Serverless Deep Learning

Jan 05, 2019

Snark Hyper: Getting Started

With the exponential increase of training data and the computational complexity of machine learning models, Deep Learning on the cloud has become very engineering heavy. Single training experiment of a production ready model may take up to 2 weeks. If one wants to explore more variations or fine-tune hyper-parameters, production lifecycle becomes really slow. Picking the right instance, managing cloud instances for optimal utility rate, handling spot/pre-emptive instances, running multiple experiments at the same time, all require a lot of DevOps work from deep learning engineers, who may better spend their time developing models.

Snark Hyper helps to abstract away ML infrastructure and focus on the essential — Building and improving models at scale.

How it works?

You can easily install Snark CLI and register an account at Snark Lab.

sudo pip3 install snark
snark login

Define the training process in a mnist.yaml file

version: 1
experiments:
  mnist_dev_test:
    image: pytorch/pytorch:latest
    hardware:
      gpu: k80
    command:
      - mkdir /demo && cd /demo
      - git clone https://github.com/pytorch/examples
      - cd examples/mnist
      - python main.py

Boom, you are done…

snark up -f mnist.yaml

You have just started an instance, loaded the container equipped with PyTorch, downloaded the source code and started training. Well this will take some time since we are bounded by the speed of light, however for long trainings, a few minutes should not matter.

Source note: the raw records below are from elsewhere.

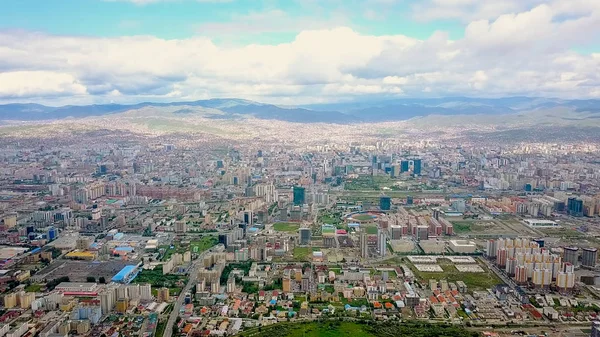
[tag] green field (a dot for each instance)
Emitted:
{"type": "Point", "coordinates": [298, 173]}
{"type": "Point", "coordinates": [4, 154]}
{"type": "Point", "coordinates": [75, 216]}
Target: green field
{"type": "Point", "coordinates": [371, 229]}
{"type": "Point", "coordinates": [361, 328]}
{"type": "Point", "coordinates": [474, 281]}
{"type": "Point", "coordinates": [368, 182]}
{"type": "Point", "coordinates": [363, 217]}
{"type": "Point", "coordinates": [286, 227]}
{"type": "Point", "coordinates": [33, 288]}
{"type": "Point", "coordinates": [203, 244]}
{"type": "Point", "coordinates": [301, 253]}
{"type": "Point", "coordinates": [157, 279]}
{"type": "Point", "coordinates": [561, 232]}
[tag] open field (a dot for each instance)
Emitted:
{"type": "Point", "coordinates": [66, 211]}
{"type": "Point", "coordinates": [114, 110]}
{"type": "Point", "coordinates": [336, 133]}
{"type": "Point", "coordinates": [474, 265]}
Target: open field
{"type": "Point", "coordinates": [286, 227]}
{"type": "Point", "coordinates": [203, 244]}
{"type": "Point", "coordinates": [371, 229]}
{"type": "Point", "coordinates": [474, 281]}
{"type": "Point", "coordinates": [363, 217]}
{"type": "Point", "coordinates": [360, 328]}
{"type": "Point", "coordinates": [156, 278]}
{"type": "Point", "coordinates": [468, 227]}
{"type": "Point", "coordinates": [301, 253]}
{"type": "Point", "coordinates": [562, 232]}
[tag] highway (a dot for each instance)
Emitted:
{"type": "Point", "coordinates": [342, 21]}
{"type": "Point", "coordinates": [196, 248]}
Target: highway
{"type": "Point", "coordinates": [191, 282]}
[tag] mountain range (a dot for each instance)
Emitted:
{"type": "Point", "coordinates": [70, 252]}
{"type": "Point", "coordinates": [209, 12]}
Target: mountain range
{"type": "Point", "coordinates": [340, 113]}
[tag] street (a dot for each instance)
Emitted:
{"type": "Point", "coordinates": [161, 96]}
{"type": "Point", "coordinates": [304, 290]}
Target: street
{"type": "Point", "coordinates": [191, 282]}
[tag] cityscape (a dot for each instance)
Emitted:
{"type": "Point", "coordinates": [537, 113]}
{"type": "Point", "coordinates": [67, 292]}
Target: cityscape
{"type": "Point", "coordinates": [376, 168]}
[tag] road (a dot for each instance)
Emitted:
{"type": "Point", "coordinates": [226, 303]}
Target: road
{"type": "Point", "coordinates": [191, 282]}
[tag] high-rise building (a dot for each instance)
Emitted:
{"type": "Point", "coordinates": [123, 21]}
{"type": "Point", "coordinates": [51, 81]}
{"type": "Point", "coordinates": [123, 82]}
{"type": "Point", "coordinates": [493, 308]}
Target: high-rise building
{"type": "Point", "coordinates": [417, 166]}
{"type": "Point", "coordinates": [589, 257]}
{"type": "Point", "coordinates": [382, 242]}
{"type": "Point", "coordinates": [180, 227]}
{"type": "Point", "coordinates": [10, 300]}
{"type": "Point", "coordinates": [145, 292]}
{"type": "Point", "coordinates": [385, 203]}
{"type": "Point", "coordinates": [364, 245]}
{"type": "Point", "coordinates": [304, 236]}
{"type": "Point", "coordinates": [249, 217]}
{"type": "Point", "coordinates": [595, 329]}
{"type": "Point", "coordinates": [404, 165]}
{"type": "Point", "coordinates": [299, 195]}
{"type": "Point", "coordinates": [163, 294]}
{"type": "Point", "coordinates": [571, 255]}
{"type": "Point", "coordinates": [575, 207]}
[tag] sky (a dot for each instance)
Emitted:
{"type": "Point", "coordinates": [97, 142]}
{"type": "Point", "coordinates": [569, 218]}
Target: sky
{"type": "Point", "coordinates": [59, 52]}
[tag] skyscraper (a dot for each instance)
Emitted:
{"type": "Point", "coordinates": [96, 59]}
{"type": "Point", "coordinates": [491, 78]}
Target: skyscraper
{"type": "Point", "coordinates": [382, 242]}
{"type": "Point", "coordinates": [404, 166]}
{"type": "Point", "coordinates": [364, 246]}
{"type": "Point", "coordinates": [571, 255]}
{"type": "Point", "coordinates": [385, 203]}
{"type": "Point", "coordinates": [299, 195]}
{"type": "Point", "coordinates": [417, 166]}
{"type": "Point", "coordinates": [595, 329]}
{"type": "Point", "coordinates": [575, 207]}
{"type": "Point", "coordinates": [304, 235]}
{"type": "Point", "coordinates": [249, 217]}
{"type": "Point", "coordinates": [589, 257]}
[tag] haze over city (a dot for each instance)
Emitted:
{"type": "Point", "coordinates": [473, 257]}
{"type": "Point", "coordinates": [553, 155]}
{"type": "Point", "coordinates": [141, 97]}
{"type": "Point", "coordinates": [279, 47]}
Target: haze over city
{"type": "Point", "coordinates": [299, 168]}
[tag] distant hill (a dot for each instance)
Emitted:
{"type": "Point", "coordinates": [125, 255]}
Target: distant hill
{"type": "Point", "coordinates": [342, 113]}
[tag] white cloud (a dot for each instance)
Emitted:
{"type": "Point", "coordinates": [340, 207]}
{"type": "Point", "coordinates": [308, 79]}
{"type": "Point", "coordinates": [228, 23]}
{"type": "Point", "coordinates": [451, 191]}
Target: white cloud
{"type": "Point", "coordinates": [528, 53]}
{"type": "Point", "coordinates": [269, 21]}
{"type": "Point", "coordinates": [19, 84]}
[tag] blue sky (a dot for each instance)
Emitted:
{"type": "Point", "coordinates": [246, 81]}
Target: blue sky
{"type": "Point", "coordinates": [182, 19]}
{"type": "Point", "coordinates": [296, 51]}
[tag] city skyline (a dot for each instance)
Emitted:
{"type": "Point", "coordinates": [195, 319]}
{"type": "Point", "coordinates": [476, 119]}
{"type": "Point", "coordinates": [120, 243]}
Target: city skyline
{"type": "Point", "coordinates": [297, 52]}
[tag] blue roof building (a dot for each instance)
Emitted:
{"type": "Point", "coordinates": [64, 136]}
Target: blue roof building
{"type": "Point", "coordinates": [126, 275]}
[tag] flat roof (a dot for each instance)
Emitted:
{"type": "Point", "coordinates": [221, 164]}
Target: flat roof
{"type": "Point", "coordinates": [123, 273]}
{"type": "Point", "coordinates": [75, 285]}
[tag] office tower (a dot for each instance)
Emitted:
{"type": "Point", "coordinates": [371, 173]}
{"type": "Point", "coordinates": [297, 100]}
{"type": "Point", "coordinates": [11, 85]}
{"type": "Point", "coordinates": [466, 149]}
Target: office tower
{"type": "Point", "coordinates": [305, 236]}
{"type": "Point", "coordinates": [589, 257]}
{"type": "Point", "coordinates": [382, 242]}
{"type": "Point", "coordinates": [417, 166]}
{"type": "Point", "coordinates": [180, 227]}
{"type": "Point", "coordinates": [385, 203]}
{"type": "Point", "coordinates": [571, 255]}
{"type": "Point", "coordinates": [404, 165]}
{"type": "Point", "coordinates": [364, 245]}
{"type": "Point", "coordinates": [575, 207]}
{"type": "Point", "coordinates": [163, 294]}
{"type": "Point", "coordinates": [299, 195]}
{"type": "Point", "coordinates": [145, 292]}
{"type": "Point", "coordinates": [595, 329]}
{"type": "Point", "coordinates": [249, 217]}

After scheduling the task, we are able to check the status of the experiment by running snark ps. Once we are happy with the training process, we simply take it down by snark down {experiment_id} to avoid additional charges of machine time.

Getting Results: You can additionally specify to upload the model to an S3 bucket or another repository by adding command after training script python main.py or run snark logs {experiment_id} to get training logs.